Pensa che ci sia la possibilità di aprire nuovi spazi per la techno a Bolzano e che Museion possa avere un peso nel dialogo con le istituzioni, farsi portavoce di queste istanze?

Assolutamente! Penso che questi cambiamenti però debbano essere conseguenti ad una necessità. Siamo qui per cominciare a guardare al territorio e capire di cosa le persone hanno bisogno e in questo modo definire anche la nostra posizione e il modo in cui possiamo contribuire. Penso che il museo debba avere voce in capitolo in questa discussione, che debba diventare un partner per le industrie, la politica, il turismo. Dobbiamo essere presi sul serio e in questa direzione ci sono ancora alcuni passi da fare.

Crede che ci sia sensibilità da parte delle istituzioni su questo argomento, la volontà concreta di coinvolgere Museion nella discussione su questi temi?

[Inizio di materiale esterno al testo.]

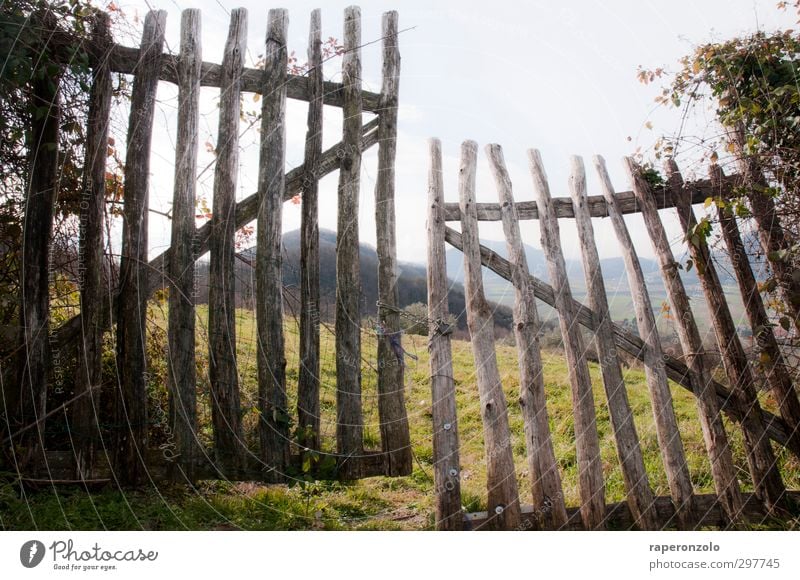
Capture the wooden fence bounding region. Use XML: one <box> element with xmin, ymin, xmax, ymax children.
<box><xmin>10</xmin><ymin>6</ymin><xmax>412</xmax><ymax>486</ymax></box>
<box><xmin>426</xmin><ymin>139</ymin><xmax>800</xmax><ymax>530</ymax></box>
<box><xmin>9</xmin><ymin>4</ymin><xmax>800</xmax><ymax>532</ymax></box>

Assolutamente sì. E’ un cambiamento che parte già dal team. Quello che abbiamo fatto nel corso dell’ultimo anno è stato cambiare la nostra etica, le nostre pratiche guardando di più a quello che succede fuori dal museo. Abbiamo istituito un forum di giovani professionisti che hanno il compito di indirizzare attivamente la programmazione dei prossimi anni. Sempre di più stiamo trovando una connessione con il territorio e possiamo davvero diventare un agente di cambiamento e promozione del panorama culturale altoatesino. Credo che ci sia bisogno di una visione d’insieme che porti gli attori della scena culturale a collaborare e interagire, e Museion può avere un ruolo centrale nella definizione di questa visione.